As Rome quietly crumbled, prudent men-of-affairs retreated to remote castles with such precious metals as they could hoard, gathering their retainers about them in anticipation of the feudal period to come. Byzantium prospered with Rome's decline, and Constantine issued a solid gold solidus to his troops, who became so identified with the coin that later generations of military men were called "soldiers."
In Britain, Gaul and Scandinavia cattle still comprised a currency that even a Caesar couldn't counterfeit. The wily barbarians, never too impressed by coinage, preferred to deal in metals by weight. The Norsemen used a cow's ear, or öre, as a standard for weighing rings and coins, which they treated as bulk metal. The Roman libra pondo, or pound, was the unit of weight used by the British, and £, for libra, still serves as the symbol for the English pound note.
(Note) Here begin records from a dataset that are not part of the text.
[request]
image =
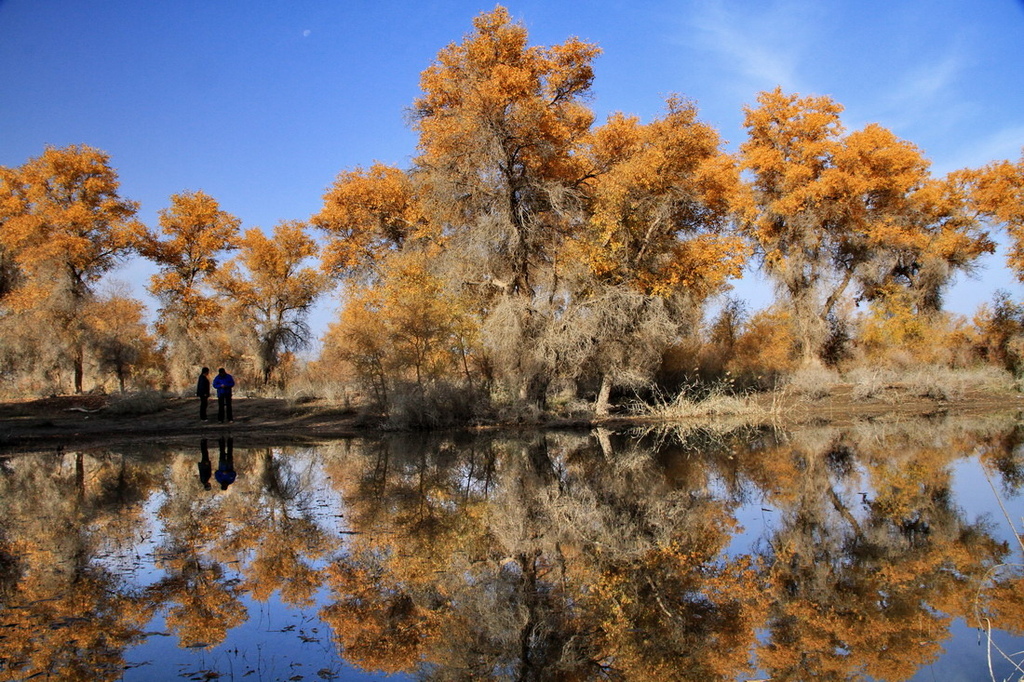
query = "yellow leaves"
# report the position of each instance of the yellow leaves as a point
(998, 193)
(367, 213)
(62, 208)
(660, 194)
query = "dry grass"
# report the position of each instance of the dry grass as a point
(717, 401)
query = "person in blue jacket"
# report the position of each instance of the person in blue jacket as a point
(223, 383)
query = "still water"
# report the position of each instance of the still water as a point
(879, 552)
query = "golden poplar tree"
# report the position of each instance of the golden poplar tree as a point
(268, 290)
(195, 235)
(830, 212)
(62, 226)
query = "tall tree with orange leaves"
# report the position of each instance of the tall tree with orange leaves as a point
(500, 125)
(656, 243)
(997, 190)
(830, 212)
(64, 225)
(195, 235)
(269, 290)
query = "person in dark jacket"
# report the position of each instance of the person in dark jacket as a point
(223, 383)
(203, 391)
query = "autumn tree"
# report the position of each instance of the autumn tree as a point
(656, 242)
(195, 233)
(269, 291)
(997, 190)
(500, 123)
(406, 332)
(832, 213)
(62, 226)
(367, 214)
(119, 339)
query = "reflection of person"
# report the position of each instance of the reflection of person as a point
(225, 464)
(223, 383)
(203, 391)
(205, 466)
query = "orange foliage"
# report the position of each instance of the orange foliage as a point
(366, 213)
(660, 201)
(61, 220)
(766, 347)
(998, 192)
(269, 291)
(197, 232)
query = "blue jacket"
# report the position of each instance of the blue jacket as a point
(223, 383)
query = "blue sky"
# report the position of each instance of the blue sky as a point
(262, 103)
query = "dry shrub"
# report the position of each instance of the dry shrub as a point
(718, 399)
(894, 335)
(812, 381)
(436, 406)
(870, 382)
(764, 351)
(942, 383)
(140, 402)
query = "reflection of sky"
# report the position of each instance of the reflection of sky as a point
(279, 641)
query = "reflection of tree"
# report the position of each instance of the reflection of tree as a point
(567, 557)
(544, 556)
(871, 596)
(202, 601)
(561, 563)
(282, 530)
(64, 615)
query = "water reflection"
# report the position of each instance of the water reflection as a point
(670, 554)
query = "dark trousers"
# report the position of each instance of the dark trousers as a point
(224, 408)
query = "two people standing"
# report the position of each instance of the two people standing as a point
(222, 383)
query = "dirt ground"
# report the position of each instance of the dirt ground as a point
(91, 421)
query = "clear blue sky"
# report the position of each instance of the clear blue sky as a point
(262, 103)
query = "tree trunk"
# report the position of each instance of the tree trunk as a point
(601, 405)
(79, 360)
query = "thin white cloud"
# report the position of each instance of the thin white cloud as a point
(763, 46)
(1007, 143)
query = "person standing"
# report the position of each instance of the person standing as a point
(223, 383)
(203, 391)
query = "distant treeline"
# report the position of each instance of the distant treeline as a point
(528, 252)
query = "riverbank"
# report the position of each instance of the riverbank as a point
(98, 421)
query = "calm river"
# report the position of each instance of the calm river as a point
(880, 552)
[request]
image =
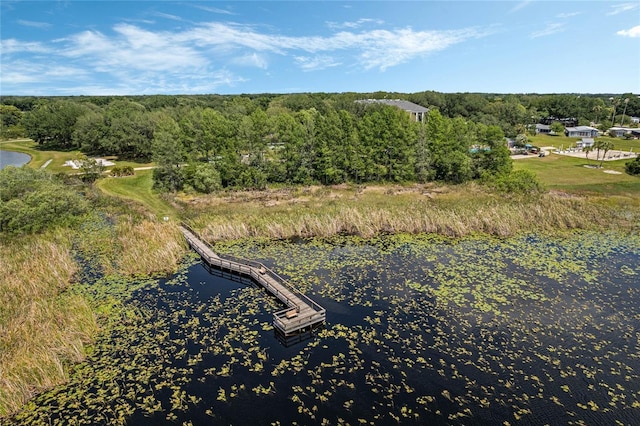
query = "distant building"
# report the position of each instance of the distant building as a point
(544, 129)
(585, 142)
(417, 112)
(621, 131)
(581, 132)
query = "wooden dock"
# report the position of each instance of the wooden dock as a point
(301, 313)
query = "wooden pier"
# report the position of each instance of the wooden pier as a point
(301, 313)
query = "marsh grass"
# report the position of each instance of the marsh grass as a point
(46, 321)
(149, 247)
(366, 212)
(43, 328)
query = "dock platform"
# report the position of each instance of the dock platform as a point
(301, 313)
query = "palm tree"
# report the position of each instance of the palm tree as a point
(606, 147)
(626, 101)
(597, 109)
(615, 103)
(587, 150)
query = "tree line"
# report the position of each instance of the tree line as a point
(206, 142)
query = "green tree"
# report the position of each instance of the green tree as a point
(203, 177)
(633, 167)
(605, 146)
(33, 200)
(11, 122)
(52, 123)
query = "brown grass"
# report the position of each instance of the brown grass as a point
(149, 247)
(450, 211)
(42, 328)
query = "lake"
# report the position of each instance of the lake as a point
(420, 330)
(11, 158)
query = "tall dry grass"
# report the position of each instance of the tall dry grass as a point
(43, 328)
(148, 247)
(453, 211)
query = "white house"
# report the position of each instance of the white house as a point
(417, 112)
(543, 129)
(581, 132)
(585, 142)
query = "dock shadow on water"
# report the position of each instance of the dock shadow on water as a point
(420, 330)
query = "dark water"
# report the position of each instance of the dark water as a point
(420, 331)
(11, 158)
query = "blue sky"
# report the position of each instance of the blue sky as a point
(197, 47)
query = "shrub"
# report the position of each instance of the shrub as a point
(34, 200)
(122, 171)
(633, 167)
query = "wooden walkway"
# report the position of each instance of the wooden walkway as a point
(301, 313)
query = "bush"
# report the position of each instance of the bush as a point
(34, 200)
(633, 167)
(122, 171)
(523, 182)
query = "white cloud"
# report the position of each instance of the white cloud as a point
(568, 15)
(132, 59)
(632, 32)
(316, 63)
(550, 29)
(353, 24)
(214, 10)
(520, 5)
(12, 45)
(167, 16)
(252, 60)
(34, 24)
(622, 8)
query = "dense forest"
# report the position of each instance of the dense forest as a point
(206, 142)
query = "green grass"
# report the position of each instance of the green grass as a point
(138, 188)
(570, 174)
(558, 141)
(40, 156)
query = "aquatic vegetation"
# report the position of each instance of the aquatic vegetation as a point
(421, 330)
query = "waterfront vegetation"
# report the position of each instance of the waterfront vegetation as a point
(83, 278)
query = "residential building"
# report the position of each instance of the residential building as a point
(544, 129)
(417, 112)
(585, 142)
(581, 132)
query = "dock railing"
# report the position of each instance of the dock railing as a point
(257, 271)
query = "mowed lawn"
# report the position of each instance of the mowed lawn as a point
(40, 156)
(138, 188)
(570, 174)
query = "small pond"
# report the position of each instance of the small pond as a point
(11, 158)
(421, 330)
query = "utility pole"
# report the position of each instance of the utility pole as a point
(626, 101)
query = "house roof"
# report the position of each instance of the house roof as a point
(404, 105)
(581, 129)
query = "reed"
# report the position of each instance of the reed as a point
(43, 328)
(148, 247)
(450, 211)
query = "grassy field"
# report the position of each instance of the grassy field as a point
(570, 174)
(138, 188)
(558, 141)
(40, 156)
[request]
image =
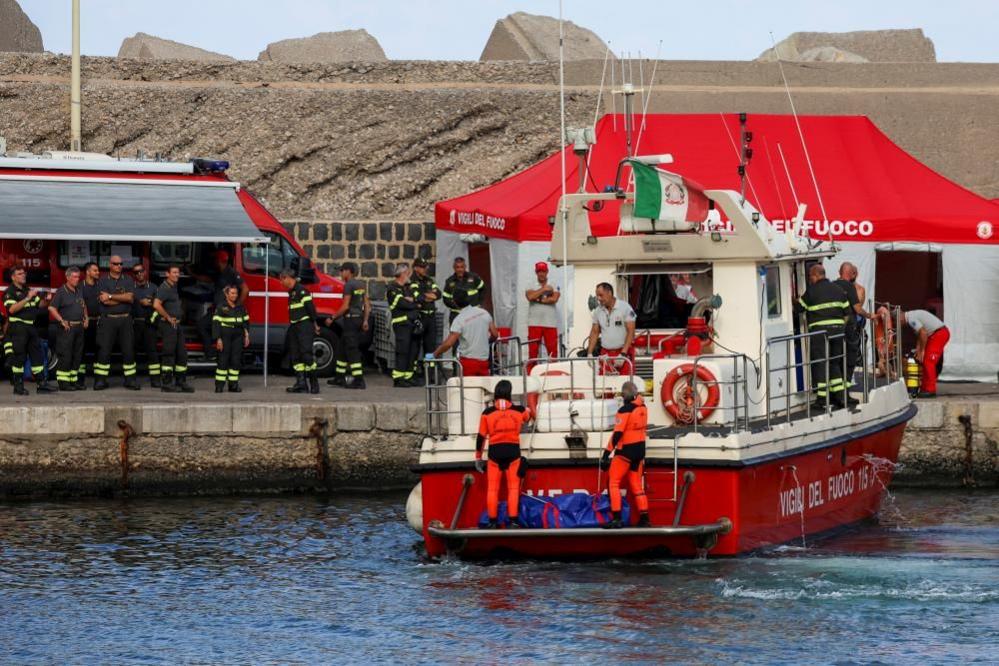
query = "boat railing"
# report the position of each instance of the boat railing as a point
(739, 379)
(436, 374)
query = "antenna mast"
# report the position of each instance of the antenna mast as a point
(75, 143)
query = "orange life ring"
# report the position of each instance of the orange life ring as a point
(532, 398)
(679, 399)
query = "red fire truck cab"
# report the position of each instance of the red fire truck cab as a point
(66, 209)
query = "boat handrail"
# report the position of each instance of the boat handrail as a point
(438, 409)
(735, 382)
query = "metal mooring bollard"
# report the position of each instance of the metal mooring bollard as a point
(126, 433)
(320, 431)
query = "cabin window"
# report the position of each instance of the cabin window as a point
(771, 282)
(79, 252)
(282, 256)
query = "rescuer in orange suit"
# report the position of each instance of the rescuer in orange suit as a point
(500, 428)
(628, 445)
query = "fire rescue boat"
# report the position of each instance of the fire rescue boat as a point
(739, 457)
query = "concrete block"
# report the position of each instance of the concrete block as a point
(186, 418)
(392, 417)
(52, 420)
(930, 416)
(988, 414)
(313, 411)
(266, 418)
(416, 417)
(952, 410)
(130, 415)
(355, 417)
The shilling was a scilling, or "a piece cut off" and tossed into the scales, while a coin was a cunens, or wedge, cut from a piece of metal money as a means of making change.
Among the earliest British coins were silver pennies minted during the hesitant reign of Aethelred the Unready, who used them to buy off the marauding Vikings. These coins were known by the Latin name of denarii, and d. still stands for pence in British currency. Crude by machine-age standards, the hand-stamped coins of the Middle Ages were seldom perfectly round. Irregular shapes were expected, and the unscrupulous were able to clip and file the edges of coins, and assemble hoards of silver. Though the culprit, when caught, had his right hand cut off in punishment, clipping became a favorite Medieval hobby. By the 1300s money metal was so scarce that kings were forced to borrow from Italian bankers, who charged an interest of 260 percent.
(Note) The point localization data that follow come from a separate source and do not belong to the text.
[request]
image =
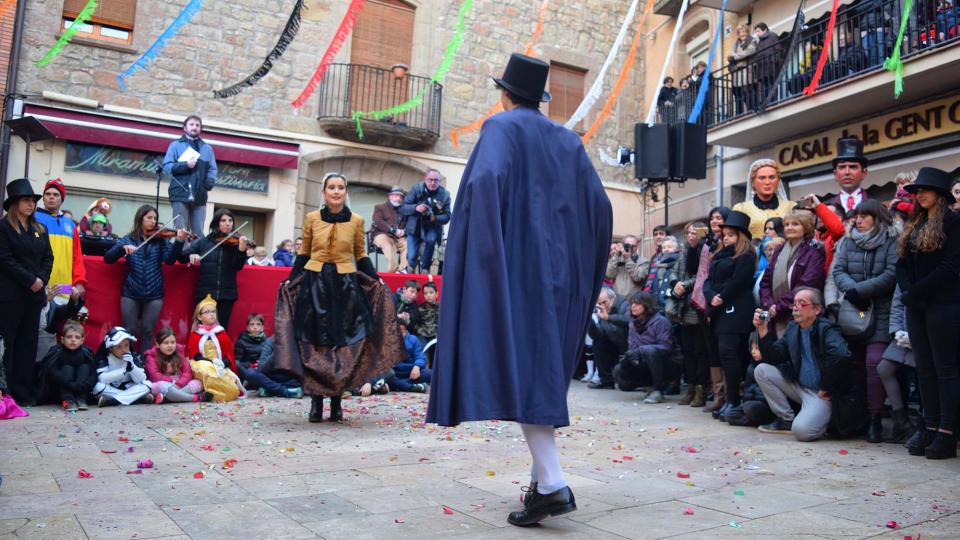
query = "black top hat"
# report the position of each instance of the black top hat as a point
(933, 179)
(850, 149)
(19, 189)
(525, 77)
(738, 220)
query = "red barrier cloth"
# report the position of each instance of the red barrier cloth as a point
(257, 286)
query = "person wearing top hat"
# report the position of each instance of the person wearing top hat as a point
(26, 261)
(929, 250)
(388, 233)
(728, 291)
(529, 192)
(850, 170)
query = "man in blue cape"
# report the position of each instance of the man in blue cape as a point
(526, 254)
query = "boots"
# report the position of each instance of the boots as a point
(719, 392)
(316, 409)
(875, 429)
(699, 396)
(336, 413)
(944, 446)
(902, 428)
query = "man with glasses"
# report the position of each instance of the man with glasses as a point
(427, 207)
(626, 268)
(809, 365)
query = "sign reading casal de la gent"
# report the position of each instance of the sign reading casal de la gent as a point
(914, 124)
(121, 162)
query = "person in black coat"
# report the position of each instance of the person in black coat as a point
(141, 298)
(26, 261)
(219, 267)
(929, 250)
(728, 289)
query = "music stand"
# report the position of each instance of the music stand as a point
(30, 130)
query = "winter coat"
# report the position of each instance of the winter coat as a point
(931, 277)
(24, 257)
(184, 180)
(218, 271)
(247, 350)
(144, 280)
(732, 279)
(627, 273)
(419, 195)
(851, 268)
(829, 349)
(152, 366)
(807, 271)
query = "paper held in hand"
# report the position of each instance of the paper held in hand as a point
(189, 154)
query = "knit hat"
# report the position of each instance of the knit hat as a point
(56, 184)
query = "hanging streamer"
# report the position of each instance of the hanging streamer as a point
(182, 19)
(455, 42)
(339, 38)
(596, 89)
(286, 37)
(893, 63)
(705, 83)
(65, 38)
(624, 73)
(527, 50)
(824, 52)
(652, 112)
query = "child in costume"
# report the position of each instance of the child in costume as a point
(211, 354)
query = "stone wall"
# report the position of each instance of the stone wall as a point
(228, 40)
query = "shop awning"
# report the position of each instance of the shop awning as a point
(131, 134)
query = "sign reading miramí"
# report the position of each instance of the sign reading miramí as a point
(114, 161)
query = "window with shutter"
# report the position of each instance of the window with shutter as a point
(566, 87)
(112, 21)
For many years, Italian bankers charged no interest at all on domestic loans to merchants, but penalties for failing to keep a due-date were so high that debtors often announced that they were "bench-broken," or bankrupt. As Voltaire explained it: "Every merchant had his bench (banco) in the place of exchange; and when he had conducted his business badly, declared himself fallito, and abandoned his property to his creditors with the proviso that he retain a good part of it for himself . . . There was nothing to be said to him and his bench was broken, banco rotto, banca rotta; he could even, in certain towns, keep all his property and balk his creditors, provided he seated himself bare-bottomed on a stone in the presence of all the merchants. This was a mild deviation of the old Roman proverb . . . to pay either with one's money or one's skin."
Kings were not inclined to seek relief from debt by public display of the royal posterior, however. Threatened with financial embarrassment, Henry VIII took his cue from the Romans and slyly issued silver-plated shillings. The coins, on which the much-married monarch was depicted in full face, were mostly copper, and constant circulation soon wore the plating off Henry's proud proboscis, earning him the unregal nickname of "Old Coppernose."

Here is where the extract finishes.